As before, Branson had everything stage-managed to perfection, hostages and newsmen seated in their proper places, ciné and still cameramen strategically positioned although, this time, there was one minor but significant difference from the previous occasion. This time Branson had two TV cameras instead of one. Without further ado Branson, calm, relaxed and as assured as ever, re-embarked upon his psychological warfare. Apart from being a born general and a born stage manager, he could also have been a born anchor-man on TV. He divided his attention fairly evenly between the TV lens and those seated beside him. After a wholly unnecessary introduction of himself, the President, the King and the Prince, his first reference, not unsurprisingly, was to cameras.

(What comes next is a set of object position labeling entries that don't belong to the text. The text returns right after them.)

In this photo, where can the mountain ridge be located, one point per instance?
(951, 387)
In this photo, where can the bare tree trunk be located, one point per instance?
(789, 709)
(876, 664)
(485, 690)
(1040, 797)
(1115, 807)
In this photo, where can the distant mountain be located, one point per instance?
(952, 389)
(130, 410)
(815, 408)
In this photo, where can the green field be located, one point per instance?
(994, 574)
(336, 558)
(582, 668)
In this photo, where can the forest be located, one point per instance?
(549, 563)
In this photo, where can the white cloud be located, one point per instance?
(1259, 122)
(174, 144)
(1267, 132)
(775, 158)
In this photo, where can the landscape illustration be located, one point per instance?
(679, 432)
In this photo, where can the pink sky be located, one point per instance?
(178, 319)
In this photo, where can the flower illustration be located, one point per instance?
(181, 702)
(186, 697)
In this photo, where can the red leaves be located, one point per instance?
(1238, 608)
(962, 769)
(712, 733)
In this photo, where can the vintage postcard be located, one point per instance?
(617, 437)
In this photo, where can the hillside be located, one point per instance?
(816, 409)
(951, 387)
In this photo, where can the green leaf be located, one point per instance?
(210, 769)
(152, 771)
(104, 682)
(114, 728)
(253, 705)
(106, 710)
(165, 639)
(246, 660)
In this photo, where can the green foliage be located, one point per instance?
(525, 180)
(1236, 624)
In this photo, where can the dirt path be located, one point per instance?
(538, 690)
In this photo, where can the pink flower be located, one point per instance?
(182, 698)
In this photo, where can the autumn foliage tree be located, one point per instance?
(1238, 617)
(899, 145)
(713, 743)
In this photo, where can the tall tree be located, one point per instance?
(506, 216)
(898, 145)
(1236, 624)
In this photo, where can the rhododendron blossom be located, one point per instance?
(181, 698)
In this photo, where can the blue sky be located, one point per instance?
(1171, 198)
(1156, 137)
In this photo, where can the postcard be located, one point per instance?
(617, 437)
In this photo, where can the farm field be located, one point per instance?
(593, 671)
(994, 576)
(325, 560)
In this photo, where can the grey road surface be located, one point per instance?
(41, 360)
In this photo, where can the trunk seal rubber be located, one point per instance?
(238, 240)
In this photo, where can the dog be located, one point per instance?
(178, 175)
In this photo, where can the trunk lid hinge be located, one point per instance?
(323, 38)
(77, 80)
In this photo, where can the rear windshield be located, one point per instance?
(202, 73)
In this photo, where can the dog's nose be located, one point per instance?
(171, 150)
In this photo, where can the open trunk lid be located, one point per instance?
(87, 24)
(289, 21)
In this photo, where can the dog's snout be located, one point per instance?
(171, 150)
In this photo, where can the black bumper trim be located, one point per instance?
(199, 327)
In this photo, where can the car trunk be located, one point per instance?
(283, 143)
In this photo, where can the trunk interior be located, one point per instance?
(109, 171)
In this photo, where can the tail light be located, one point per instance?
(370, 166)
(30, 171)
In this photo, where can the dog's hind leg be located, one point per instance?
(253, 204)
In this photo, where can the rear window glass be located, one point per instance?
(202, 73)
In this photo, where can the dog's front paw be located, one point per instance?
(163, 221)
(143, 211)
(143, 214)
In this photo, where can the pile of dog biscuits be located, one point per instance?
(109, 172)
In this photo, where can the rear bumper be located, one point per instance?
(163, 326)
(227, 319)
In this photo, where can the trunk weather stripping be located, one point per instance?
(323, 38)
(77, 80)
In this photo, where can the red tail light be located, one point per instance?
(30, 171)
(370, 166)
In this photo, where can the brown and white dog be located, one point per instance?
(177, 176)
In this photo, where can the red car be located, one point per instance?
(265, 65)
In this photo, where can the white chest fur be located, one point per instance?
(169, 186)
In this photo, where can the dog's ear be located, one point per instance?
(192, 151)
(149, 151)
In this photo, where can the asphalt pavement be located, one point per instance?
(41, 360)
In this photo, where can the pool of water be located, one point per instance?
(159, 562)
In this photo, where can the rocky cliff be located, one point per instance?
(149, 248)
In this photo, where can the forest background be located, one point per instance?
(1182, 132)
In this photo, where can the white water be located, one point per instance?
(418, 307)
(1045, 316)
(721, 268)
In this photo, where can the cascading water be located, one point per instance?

‘We have, this afternoon, two television cameras with us. One for the illustrious company you are now viewing, the other facing the other way towards the south or San Franciscan shore. The second one is a tracking camera with a telephoto zoom lens, that, up to half a mile, can give the clarity of resolution that one would expect at the distance of ten feet. As there is no trace of fog this afternoon it should be able to perform its function admirably. Its function is as follows.’
Branson lifted the canvas cover from a large, rectangular box then, microphone in hand, went and sat in a specially reserved vacant chair by the President. He gestured towards the object he had just unveiled.
‘A courtesy gesture towards our assembled guests. A rather splendid colour TV set. No better obtainable anywhere. American, of course.’
The President had to make himself heard. After all, most of the so-called civilized eyes in the world were upon him. He said, with heavy sarcasm and a cold distaste: ‘I’ll wager you haven’t paid for your TV set, Branson.’
‘That’s hardly relevant. The point is that I don’t want to make you and your guests feel like second-class and deprived citizens. All the world will be able to see in close detail how we are going to attach the first of our explosive charges to one of the cables by the south tower and I feel it would be unjust to deprive you of the same privilege. After all, at a distance of over two thousand feet and an elevation of over five hundred feet, it would be difficult for even the keenest-eyed to appreciate the finer points of this operation. But the box here will show you everything you want.’ Branson smiled. ‘Or don’t want. Now, please direct your attention to the vehicle descending the ramp from the rear coach.’